Esto sucede en Bangla Desh, el país más pobre del mundo según las últimas estimaciones del Índice de Desarrollo Humano de la Organización de las Naciones Unidas. Un país que se ha convertido en suelo urbanizable para que las grandes multinacionales adquieran terreno a precio de saldo, donde construyen naves industriales que no son más que jaulas humanas en cuyo interior miles de personas trabajan hacinadas, sin disfrutar unas mínimas condiciones de salubridad, por supuesto ajenas a las restricciones impuestas por la pandemia de la COVID-19. Todo ello a mayor gloria de la reducción de los salarios, ese molesto coste de producción del que las grandes corporaciones están siempre dispuestas a prescindir, máxime cuando la contrapartida es un aumento de los dividendos. Para colmo, con la falsa satisfacción que a sus verdugos y ejecutores da la supuesta convicción de que están contribuyendo a permitir que esos trabajadores, por no llamarlos esclavos, lleven al menos una pequeña cantidad de dinero a su familia. "Si total", se dicen entre ellos, cuando nadie les oye, aunque por desgracia cada vez son menos pudorosos y también lo cantan a los cuatro vientos, "a esta gente con un poquito de dinero y una habitación para vivir les hace felices".
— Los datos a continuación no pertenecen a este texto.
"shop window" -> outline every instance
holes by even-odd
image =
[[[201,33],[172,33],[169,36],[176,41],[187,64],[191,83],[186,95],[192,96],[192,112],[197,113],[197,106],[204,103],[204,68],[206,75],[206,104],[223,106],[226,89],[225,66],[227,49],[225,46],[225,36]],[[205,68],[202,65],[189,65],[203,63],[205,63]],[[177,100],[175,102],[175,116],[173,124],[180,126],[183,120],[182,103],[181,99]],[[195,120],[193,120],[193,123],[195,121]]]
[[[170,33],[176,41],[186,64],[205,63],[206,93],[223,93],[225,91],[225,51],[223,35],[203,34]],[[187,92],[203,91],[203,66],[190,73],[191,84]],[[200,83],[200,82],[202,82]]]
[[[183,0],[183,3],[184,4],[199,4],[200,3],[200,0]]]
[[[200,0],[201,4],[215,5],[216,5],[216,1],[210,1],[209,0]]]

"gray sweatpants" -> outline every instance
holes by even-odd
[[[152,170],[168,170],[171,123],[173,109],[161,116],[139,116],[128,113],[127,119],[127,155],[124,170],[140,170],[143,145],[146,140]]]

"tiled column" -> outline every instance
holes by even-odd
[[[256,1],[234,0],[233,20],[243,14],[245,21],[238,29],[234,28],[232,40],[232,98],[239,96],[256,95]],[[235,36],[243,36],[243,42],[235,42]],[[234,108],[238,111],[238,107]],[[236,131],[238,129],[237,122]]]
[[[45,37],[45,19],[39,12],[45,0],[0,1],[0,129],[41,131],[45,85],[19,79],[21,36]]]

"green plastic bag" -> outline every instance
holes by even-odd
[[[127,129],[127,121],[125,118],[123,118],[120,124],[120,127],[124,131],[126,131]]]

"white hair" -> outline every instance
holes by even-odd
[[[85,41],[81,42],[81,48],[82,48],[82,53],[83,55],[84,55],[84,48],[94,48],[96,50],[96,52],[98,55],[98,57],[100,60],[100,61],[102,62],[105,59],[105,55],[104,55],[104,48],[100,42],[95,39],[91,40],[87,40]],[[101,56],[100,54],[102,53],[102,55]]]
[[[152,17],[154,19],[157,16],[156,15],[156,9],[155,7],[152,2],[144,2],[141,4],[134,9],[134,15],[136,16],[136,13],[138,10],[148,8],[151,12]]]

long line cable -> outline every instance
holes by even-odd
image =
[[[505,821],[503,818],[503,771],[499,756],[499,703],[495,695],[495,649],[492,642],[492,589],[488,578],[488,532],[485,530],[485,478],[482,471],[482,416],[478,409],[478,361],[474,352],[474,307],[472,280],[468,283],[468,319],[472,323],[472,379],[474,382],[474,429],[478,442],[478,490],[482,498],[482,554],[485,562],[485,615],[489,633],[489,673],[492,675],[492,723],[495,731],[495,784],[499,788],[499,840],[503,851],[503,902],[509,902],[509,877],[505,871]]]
Claro, porque la violencia económica, que esclaviza de hecho al individuo convirtiéndole en un dependiente perpetuo, dispuesto a sacrificar sus derechos y su libertad por un plato de comida, mina la voluntad del esclavizado hasta el punto de anularla y rebajar sus expectativas vitales. Es decir, la población bengalí no aspira a poco por naturaleza, sino porque décadas y siglas de explotación y abusos la han acostumbrado a renunciar a nada que no sea intentar sobrevivir día a día, que para ellos con eso ya basta. Demos unas condiciones laborales dignas, dejemos de ser cómplices de la esclavitud presente renunciando a los productos de las compañías que se benefician de condiciones contrarias a los Derechos Humanos en los países del Tercer Mundo, revaloricemos la integridad de quienes son explotados, y de aquí a no muchos años sus expectativas habrán crecido y no nos avergonzarán hasta el punto de mirar hacia otro lado cuando volvamos a ver otro accidente como este en las noticias; porque seguro que la catástrofe se repetirá, más pronto que tarde.
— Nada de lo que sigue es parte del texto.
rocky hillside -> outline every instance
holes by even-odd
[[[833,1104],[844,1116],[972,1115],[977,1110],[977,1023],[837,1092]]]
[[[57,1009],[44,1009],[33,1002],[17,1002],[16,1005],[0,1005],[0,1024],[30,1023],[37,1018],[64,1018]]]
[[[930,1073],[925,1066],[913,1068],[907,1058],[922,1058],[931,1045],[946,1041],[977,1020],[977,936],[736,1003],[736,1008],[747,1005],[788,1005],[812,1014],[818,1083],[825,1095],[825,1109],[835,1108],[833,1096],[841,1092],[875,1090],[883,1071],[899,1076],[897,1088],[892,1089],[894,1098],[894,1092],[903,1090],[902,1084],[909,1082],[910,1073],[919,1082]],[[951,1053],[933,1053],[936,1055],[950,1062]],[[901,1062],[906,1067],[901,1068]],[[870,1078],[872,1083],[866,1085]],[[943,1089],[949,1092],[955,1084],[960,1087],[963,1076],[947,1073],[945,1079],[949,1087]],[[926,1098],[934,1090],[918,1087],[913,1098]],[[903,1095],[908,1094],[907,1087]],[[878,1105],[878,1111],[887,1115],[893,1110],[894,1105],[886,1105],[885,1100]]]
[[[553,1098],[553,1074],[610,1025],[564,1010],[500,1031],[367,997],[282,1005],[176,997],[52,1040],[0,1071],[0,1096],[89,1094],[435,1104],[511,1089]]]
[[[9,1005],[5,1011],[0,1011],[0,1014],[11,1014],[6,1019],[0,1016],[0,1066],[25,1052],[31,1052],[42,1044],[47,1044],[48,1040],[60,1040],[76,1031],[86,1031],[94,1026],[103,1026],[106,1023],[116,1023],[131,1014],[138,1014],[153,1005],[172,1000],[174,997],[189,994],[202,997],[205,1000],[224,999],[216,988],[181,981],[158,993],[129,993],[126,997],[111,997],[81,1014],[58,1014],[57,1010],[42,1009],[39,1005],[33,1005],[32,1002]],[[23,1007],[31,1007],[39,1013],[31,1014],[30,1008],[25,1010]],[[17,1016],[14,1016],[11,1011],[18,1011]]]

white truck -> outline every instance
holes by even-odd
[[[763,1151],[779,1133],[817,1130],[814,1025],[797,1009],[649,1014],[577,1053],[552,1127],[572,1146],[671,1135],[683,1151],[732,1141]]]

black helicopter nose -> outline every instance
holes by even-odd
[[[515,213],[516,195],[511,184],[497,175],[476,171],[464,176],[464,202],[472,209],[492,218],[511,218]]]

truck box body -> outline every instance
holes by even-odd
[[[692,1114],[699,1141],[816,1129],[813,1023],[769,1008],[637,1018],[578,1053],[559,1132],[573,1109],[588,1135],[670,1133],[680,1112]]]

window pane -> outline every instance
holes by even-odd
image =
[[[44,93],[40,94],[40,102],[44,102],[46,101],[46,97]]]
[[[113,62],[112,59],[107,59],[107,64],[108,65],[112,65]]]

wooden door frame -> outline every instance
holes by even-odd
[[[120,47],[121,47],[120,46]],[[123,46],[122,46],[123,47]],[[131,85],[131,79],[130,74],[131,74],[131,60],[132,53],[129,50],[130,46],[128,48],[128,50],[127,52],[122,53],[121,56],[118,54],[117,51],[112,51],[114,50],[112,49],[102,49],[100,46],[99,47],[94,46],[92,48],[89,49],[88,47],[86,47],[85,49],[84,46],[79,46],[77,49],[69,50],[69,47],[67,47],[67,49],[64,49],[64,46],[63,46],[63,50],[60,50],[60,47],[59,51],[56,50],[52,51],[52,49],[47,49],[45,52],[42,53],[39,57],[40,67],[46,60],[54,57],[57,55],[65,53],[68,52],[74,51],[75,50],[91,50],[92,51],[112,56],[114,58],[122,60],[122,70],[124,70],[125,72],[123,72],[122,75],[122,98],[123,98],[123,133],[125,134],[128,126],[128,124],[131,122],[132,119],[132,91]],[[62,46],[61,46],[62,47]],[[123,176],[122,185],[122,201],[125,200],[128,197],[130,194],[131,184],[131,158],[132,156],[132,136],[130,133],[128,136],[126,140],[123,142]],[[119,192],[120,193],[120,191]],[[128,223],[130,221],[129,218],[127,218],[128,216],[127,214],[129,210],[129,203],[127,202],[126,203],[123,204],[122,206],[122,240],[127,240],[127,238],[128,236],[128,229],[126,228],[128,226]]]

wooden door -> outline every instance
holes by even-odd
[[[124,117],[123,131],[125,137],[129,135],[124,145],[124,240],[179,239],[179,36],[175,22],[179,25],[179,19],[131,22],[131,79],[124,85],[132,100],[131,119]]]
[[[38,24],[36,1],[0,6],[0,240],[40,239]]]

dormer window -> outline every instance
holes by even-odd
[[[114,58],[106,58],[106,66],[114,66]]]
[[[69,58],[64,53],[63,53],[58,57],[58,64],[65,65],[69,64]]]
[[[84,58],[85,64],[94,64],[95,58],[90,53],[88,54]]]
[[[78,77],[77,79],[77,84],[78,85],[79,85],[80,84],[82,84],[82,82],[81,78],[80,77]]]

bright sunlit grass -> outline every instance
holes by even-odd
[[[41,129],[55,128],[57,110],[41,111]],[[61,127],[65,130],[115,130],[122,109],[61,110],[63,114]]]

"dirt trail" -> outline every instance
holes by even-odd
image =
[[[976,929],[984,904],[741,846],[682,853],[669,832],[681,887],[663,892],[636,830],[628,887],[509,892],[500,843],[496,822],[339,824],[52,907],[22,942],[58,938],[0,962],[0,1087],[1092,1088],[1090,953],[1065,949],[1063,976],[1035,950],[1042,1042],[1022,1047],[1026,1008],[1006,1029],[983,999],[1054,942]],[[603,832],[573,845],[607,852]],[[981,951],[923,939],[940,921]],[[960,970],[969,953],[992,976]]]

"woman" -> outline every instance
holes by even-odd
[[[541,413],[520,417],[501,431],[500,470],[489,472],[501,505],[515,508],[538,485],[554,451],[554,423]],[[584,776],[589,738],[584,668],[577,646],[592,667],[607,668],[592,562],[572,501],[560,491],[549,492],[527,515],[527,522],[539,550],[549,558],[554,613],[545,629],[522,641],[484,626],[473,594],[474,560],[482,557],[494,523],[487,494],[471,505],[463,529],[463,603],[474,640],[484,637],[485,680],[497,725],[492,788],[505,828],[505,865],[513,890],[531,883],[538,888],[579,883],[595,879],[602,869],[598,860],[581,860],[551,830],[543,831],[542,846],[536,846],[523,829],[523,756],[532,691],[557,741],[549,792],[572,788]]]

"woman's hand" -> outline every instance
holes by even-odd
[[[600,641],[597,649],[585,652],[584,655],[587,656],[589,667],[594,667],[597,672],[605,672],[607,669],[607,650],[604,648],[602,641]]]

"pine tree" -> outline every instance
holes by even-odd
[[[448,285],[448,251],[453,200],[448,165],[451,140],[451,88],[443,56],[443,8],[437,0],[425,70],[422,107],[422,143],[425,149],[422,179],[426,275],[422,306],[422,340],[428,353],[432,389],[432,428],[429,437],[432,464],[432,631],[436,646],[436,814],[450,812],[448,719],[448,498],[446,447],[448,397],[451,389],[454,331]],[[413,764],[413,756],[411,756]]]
Para despejar toda duda, ¡SOS Cuba! Por supuesto, defensa de la libertad de expresión y condena de la tiranía dictatorial que tiene sometido al pueblo cubano desde 1959. Y también SOS Bangla Desh, SOS Haití (al que dedicaré la siguiente entrada), y SOS a los oprimidos del mundo en general. Porque si no defendemos los derechos de los oprimidos y solo nos aturde el penalti fallado de Morata ante Italia, ¿en qué demonios nos estamos convirtiendo, ciudadanos?